• CMOC increased DRC cobalt production to 61,073 tonnes in the first half of 2025, up 13% year-on-year.
• Cobalt exports remain frozen under a government embargo, while copper prices hit record highs.
• Cobalt prices jumped 60% after the embargo but CMOC cannot ship, forcing a stockpile build-up.
China’s CMOC group ramped up cobalt output in the Democratic Republic of Congo (DRC) to 61,073 tonnes in the first half of 2025, a 13% rise over last year. The company shared these results in a financial report on July 14. Production surged 20% in the first quarter, as CMOC mined a total of 30,414 tonnes from its Tenke-Fungurume and Kisanfu sites.
CMOC credited higher mineral prices for the production jump. Cobalt is a by-product of copper, and surging copper prices have driven the mining boom.
Yet the landscape for cobalt is difficult. Since February 24, CMOC has not exported cobalt after the Congolese government imposed an embargo to support prices as the market faces oversupply. On June 30, CMOC halted all cobalt deliveries. Its trading subsidiary, IXM, declared force majeure on cobalt contracts in response to the disruption.
After the embargo started, cobalt prices soared by 60%, hitting a peak of $33,700 per tonne in April. While prices dropped in June, they rebounded following a DRC decision to extend the export ban. Cobalt is still trading above $33,700 per tonne.
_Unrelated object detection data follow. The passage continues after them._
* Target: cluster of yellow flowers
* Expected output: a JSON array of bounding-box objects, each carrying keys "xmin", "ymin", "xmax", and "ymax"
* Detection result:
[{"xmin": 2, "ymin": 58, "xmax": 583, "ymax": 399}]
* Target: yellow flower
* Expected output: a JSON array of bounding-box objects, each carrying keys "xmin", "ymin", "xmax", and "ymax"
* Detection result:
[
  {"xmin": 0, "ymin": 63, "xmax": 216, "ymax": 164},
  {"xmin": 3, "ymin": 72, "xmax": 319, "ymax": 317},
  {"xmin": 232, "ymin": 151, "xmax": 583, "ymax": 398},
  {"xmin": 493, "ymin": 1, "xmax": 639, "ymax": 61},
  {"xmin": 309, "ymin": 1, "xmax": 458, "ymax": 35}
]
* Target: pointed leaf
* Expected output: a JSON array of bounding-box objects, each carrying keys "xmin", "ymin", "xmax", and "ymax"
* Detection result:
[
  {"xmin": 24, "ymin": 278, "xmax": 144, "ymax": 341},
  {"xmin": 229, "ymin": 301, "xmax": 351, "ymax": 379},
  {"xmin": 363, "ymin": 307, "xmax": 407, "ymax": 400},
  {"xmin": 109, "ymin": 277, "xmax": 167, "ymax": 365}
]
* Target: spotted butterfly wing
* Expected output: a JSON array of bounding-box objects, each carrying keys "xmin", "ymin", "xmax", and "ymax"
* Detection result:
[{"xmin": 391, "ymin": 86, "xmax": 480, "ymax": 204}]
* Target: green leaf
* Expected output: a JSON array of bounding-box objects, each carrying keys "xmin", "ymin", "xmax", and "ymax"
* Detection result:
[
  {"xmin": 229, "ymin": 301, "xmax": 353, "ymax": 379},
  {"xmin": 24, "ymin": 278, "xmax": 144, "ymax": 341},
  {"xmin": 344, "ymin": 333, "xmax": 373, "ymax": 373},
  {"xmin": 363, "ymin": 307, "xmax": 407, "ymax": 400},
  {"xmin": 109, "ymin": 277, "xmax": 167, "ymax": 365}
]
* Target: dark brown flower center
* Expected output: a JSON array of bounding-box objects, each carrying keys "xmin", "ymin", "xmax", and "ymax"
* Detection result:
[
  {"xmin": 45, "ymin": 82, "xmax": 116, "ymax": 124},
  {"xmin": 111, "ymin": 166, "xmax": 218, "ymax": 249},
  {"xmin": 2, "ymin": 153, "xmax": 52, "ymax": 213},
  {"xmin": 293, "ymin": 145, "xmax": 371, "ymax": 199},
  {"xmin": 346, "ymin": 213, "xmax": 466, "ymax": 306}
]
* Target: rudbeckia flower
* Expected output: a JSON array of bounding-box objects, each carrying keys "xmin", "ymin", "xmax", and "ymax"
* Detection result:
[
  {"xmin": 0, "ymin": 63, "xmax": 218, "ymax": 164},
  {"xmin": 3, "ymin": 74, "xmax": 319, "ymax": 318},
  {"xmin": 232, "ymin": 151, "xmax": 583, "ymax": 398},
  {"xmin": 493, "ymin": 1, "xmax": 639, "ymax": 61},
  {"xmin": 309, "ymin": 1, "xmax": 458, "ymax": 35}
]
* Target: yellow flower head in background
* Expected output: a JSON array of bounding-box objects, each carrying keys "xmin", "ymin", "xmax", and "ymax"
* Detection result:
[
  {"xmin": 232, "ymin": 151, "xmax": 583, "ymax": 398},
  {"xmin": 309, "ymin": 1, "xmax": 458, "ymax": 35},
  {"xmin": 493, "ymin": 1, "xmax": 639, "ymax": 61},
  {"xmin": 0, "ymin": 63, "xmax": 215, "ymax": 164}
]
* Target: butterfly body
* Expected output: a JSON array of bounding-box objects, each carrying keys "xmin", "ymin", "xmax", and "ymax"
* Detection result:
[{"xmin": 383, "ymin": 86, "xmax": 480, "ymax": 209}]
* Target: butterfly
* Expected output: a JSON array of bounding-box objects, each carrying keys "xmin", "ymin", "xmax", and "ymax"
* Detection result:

CMOC says it still targets annual cobalt production between 100,000 and 120,000 tonnes in 2025. However, the path to resuming exports remains unclear. The export embargo technically ends in September, but the Regulatory Authority for Strategic Mineral Substances Markets (ARECOMS) has warned it might extend, modify, or lift the ban at any time. The agency has not announced a target price for lifting the restriction. The DRC state budget for 2025 is based on a cobalt price of $28,000 per tonne.